There has been no indication from either the PGA Tour, the USGA or the R&A that full-field driver testing is going to be implemented any time soon. The PGA Tour had not yet responded to a Golf Digest request for comment regarding Glover’s comments. Speaking at the US Women’s Open on Tuesday, USGA chief executive Mike Whan addressed driver testing, saying that at this time there is no driver testing for women’s events, largely because the idea that driver faces used by players swinging at elite women’s speeds are not going to experience the wear that leads to the “CT creep” that pushes a driver face from conforming to non-conforming. But he also indicated no alarm that some kind of bait-and-switch is going on during testing at men’s events.

RELATED: The USGA doesn’t test drivers at the US Women’s Open.

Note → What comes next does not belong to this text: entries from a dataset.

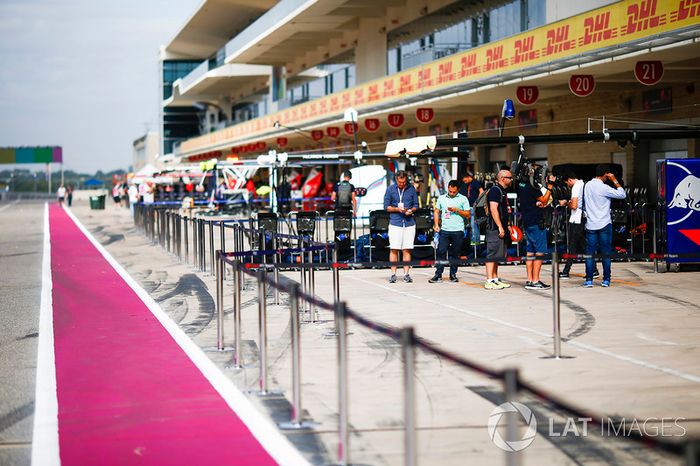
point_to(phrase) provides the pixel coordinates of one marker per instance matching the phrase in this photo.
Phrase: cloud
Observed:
(83, 74)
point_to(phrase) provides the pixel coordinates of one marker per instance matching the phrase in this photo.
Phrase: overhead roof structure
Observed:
(213, 24)
(296, 33)
(470, 82)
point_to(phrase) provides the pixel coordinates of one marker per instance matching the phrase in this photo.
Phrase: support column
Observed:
(370, 54)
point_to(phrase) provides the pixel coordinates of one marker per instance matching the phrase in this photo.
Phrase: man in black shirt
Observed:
(470, 188)
(344, 194)
(532, 202)
(497, 228)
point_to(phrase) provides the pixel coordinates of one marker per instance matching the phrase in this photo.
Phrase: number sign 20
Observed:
(582, 85)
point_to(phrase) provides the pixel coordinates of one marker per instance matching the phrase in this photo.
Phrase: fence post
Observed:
(186, 220)
(222, 245)
(304, 287)
(166, 244)
(296, 417)
(276, 259)
(262, 326)
(202, 246)
(692, 453)
(336, 277)
(409, 391)
(312, 285)
(211, 245)
(656, 261)
(219, 302)
(556, 305)
(510, 382)
(343, 420)
(237, 308)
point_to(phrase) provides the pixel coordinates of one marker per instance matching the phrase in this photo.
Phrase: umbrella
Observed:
(263, 190)
(93, 182)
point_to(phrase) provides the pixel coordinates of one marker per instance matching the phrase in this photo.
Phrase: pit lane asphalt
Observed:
(21, 249)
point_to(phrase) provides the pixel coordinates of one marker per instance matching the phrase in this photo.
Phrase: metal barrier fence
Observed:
(171, 230)
(512, 383)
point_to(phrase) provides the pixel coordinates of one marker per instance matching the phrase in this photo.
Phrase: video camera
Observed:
(525, 170)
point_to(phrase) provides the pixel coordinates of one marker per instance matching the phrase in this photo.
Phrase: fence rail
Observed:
(170, 228)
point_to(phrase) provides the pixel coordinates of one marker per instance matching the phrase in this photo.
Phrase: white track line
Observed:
(641, 336)
(261, 427)
(8, 205)
(591, 348)
(45, 436)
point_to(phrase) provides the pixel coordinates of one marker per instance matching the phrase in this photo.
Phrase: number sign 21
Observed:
(649, 72)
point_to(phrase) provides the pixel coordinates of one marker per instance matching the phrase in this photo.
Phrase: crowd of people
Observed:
(590, 223)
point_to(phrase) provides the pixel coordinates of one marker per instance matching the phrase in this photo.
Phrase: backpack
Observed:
(343, 198)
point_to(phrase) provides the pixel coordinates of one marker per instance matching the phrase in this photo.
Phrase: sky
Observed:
(83, 74)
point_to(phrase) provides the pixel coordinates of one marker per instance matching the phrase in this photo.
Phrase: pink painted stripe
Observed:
(127, 393)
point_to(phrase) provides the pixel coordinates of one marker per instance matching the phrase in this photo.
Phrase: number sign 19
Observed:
(527, 95)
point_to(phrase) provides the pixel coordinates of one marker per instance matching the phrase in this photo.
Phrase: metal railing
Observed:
(248, 255)
(512, 383)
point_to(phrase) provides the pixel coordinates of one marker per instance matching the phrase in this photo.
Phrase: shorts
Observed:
(401, 237)
(536, 240)
(495, 246)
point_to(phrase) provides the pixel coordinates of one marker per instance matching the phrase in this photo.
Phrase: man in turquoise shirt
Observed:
(448, 219)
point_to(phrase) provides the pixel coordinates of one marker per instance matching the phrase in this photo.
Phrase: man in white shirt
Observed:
(596, 201)
(61, 193)
(576, 234)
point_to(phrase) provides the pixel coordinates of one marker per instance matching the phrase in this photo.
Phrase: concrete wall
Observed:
(560, 9)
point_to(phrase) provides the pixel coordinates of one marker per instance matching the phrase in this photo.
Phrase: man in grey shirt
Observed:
(596, 201)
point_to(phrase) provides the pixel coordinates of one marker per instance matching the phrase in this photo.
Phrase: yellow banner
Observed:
(605, 27)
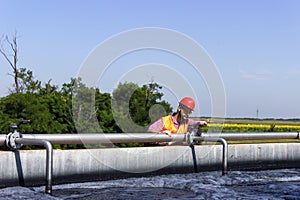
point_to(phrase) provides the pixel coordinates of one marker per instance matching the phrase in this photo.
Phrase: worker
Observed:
(177, 122)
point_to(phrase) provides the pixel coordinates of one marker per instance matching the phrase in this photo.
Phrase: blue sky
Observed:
(254, 44)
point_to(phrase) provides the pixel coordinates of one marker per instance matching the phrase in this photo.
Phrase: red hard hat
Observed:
(188, 102)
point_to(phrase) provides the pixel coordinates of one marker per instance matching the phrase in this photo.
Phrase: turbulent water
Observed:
(270, 184)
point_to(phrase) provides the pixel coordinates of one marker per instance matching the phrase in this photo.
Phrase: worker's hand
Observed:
(167, 132)
(203, 123)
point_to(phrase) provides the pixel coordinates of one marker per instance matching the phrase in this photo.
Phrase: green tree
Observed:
(131, 106)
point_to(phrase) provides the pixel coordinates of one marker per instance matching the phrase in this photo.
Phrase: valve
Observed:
(11, 137)
(194, 130)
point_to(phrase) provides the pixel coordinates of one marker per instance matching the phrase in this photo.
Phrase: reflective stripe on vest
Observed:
(169, 125)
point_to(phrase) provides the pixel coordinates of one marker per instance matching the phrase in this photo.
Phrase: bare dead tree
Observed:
(12, 57)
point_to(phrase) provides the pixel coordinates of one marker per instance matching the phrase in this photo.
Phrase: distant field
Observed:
(252, 125)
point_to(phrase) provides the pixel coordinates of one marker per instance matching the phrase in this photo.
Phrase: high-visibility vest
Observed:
(169, 125)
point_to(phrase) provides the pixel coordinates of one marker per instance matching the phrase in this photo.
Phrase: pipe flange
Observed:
(11, 140)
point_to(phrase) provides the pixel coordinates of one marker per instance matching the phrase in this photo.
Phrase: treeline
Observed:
(77, 108)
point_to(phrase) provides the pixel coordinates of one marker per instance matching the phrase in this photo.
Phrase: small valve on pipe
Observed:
(10, 138)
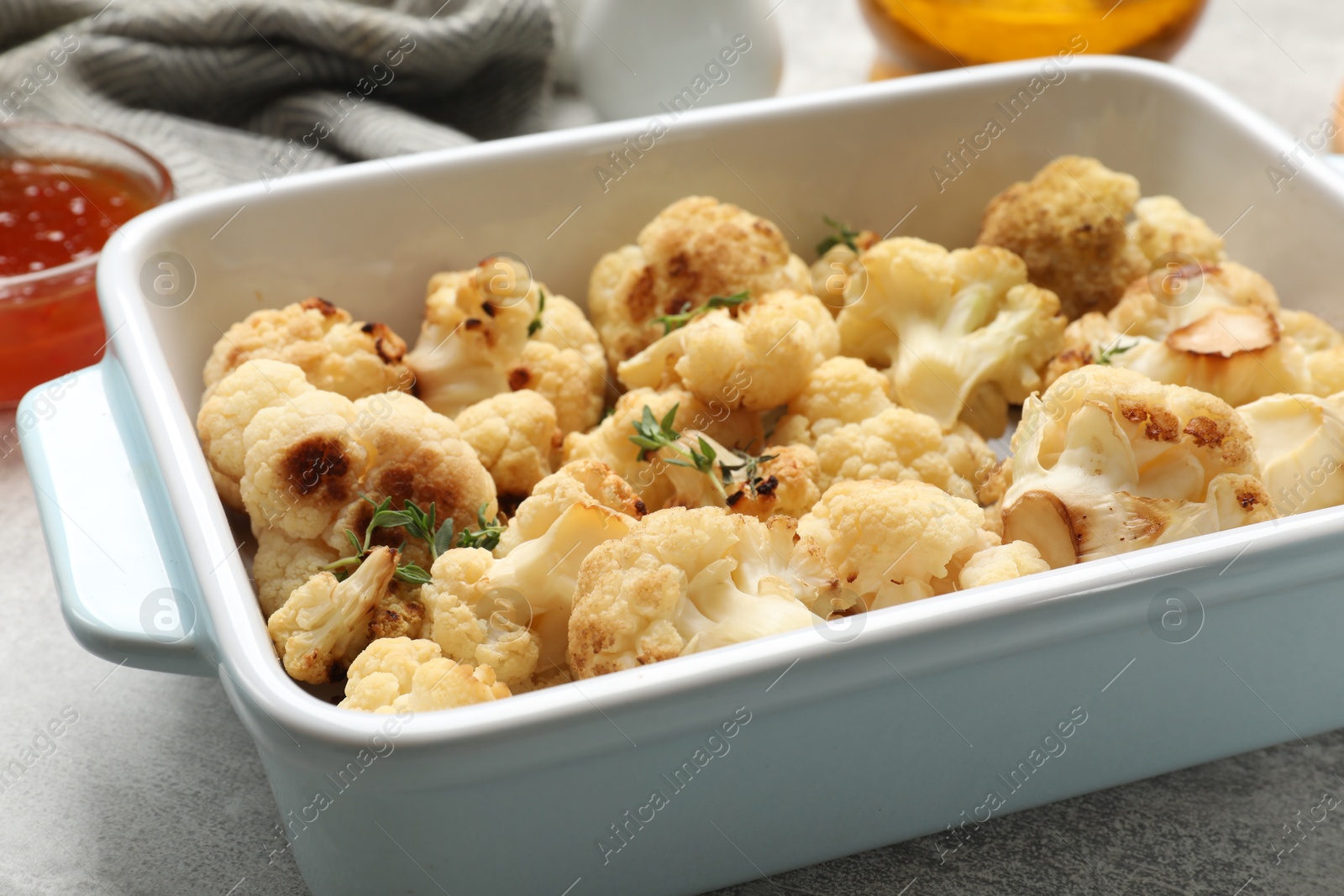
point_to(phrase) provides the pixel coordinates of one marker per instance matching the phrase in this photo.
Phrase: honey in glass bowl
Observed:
(922, 35)
(64, 191)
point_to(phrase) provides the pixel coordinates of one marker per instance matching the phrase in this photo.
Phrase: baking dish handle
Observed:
(118, 553)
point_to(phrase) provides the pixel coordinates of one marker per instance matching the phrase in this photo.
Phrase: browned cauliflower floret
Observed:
(232, 406)
(401, 674)
(694, 250)
(893, 542)
(754, 356)
(492, 329)
(1213, 328)
(515, 436)
(322, 618)
(336, 354)
(964, 332)
(900, 443)
(1108, 461)
(1068, 224)
(685, 580)
(512, 613)
(843, 390)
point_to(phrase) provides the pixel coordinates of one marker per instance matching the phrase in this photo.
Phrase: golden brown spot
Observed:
(1206, 432)
(319, 305)
(316, 464)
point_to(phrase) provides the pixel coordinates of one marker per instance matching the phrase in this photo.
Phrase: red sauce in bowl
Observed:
(55, 215)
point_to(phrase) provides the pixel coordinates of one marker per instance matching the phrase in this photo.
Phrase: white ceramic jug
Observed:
(645, 56)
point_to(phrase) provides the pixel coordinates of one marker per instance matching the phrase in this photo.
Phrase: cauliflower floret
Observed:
(694, 250)
(893, 542)
(611, 441)
(514, 613)
(336, 354)
(492, 329)
(685, 580)
(282, 563)
(1163, 226)
(1068, 226)
(232, 406)
(843, 390)
(1300, 443)
(837, 275)
(754, 356)
(398, 674)
(515, 436)
(1108, 461)
(900, 443)
(1211, 328)
(1000, 563)
(318, 622)
(960, 329)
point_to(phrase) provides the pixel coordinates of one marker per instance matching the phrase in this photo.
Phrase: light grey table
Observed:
(156, 789)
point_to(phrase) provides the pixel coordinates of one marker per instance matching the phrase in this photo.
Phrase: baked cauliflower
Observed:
(1108, 461)
(1000, 563)
(323, 617)
(512, 613)
(694, 250)
(1300, 443)
(335, 352)
(230, 407)
(754, 355)
(964, 332)
(893, 542)
(492, 329)
(401, 674)
(515, 434)
(685, 580)
(1068, 226)
(1213, 328)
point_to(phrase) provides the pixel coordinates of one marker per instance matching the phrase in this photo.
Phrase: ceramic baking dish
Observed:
(736, 763)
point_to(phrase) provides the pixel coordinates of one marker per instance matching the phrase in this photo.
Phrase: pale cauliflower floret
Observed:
(591, 483)
(336, 354)
(685, 580)
(284, 563)
(514, 613)
(960, 329)
(900, 443)
(843, 390)
(1211, 328)
(232, 406)
(1068, 224)
(837, 275)
(398, 674)
(514, 434)
(486, 332)
(694, 250)
(302, 464)
(1108, 461)
(320, 618)
(1000, 563)
(1163, 226)
(611, 441)
(893, 542)
(1300, 443)
(756, 356)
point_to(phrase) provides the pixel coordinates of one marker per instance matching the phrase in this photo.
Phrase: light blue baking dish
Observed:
(743, 762)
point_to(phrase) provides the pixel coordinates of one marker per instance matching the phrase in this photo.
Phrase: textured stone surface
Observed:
(156, 789)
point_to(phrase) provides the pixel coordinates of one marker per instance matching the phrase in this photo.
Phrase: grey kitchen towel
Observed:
(230, 90)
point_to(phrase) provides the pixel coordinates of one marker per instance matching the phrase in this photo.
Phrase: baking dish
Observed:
(766, 755)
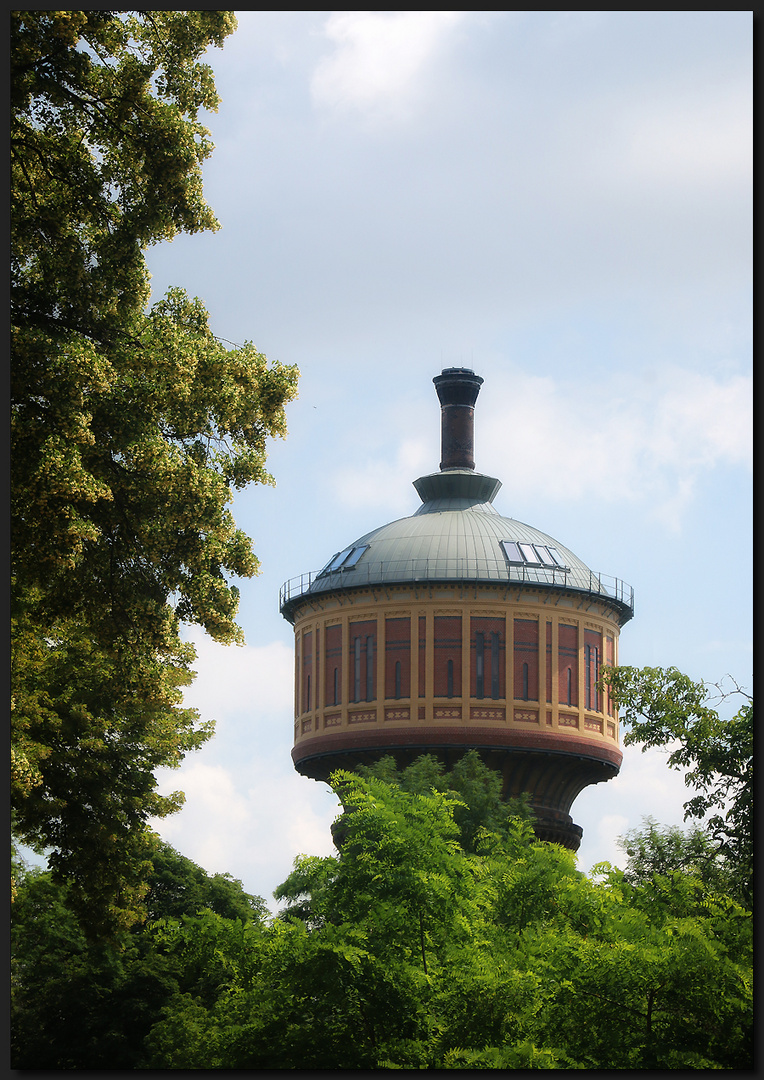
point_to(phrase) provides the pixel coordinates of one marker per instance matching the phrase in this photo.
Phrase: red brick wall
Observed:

Here’s why

“I read something where somebody said that people can doctor the system, but we keep serial numbers of the driver that were given us, and 90 percent of the drivers that were given us in those practice facilities when we test are played on the first tee, and we expect 10 percent of players to be making changes anyway,” Whan said. “I don’t think that’s a real concern for us.”

Glover, who said his driver was tested at Quail Hollow and was found to be fine (“I don’t hit far enough to thin a face out anymore”), believes that the subtleties from one driver to the next, even from the same manufacturers and the same model, are more noticeable and impactful than people realise.

“I was told a long time ago, golf clubs are actually like snowflakes,” he said. “They may read the same. They may look the same. They may fall the same way out of the sky. They may build them the exact same in the trailer, but they’re snowflakes. There is nothing identical. To the point where, even the back-ups I travel with, I know it is not as good. If it was as good or better, I’d be hitting it.”

Glover said losing a trusted driver the week of a major like McIlroy did is a bigger adjustment than it appears. He hit balls next to McIlroy early in the week and was surprised he was using a new head. “I said, ‘Wow, that stinks for him because you gotta drive it there really, really, really well,’” Glover said. “And obviously, coming off the Masters and coming off playing great all winter, all spring, and you gotta do that. Yeah, I was like, Man, that’s tough.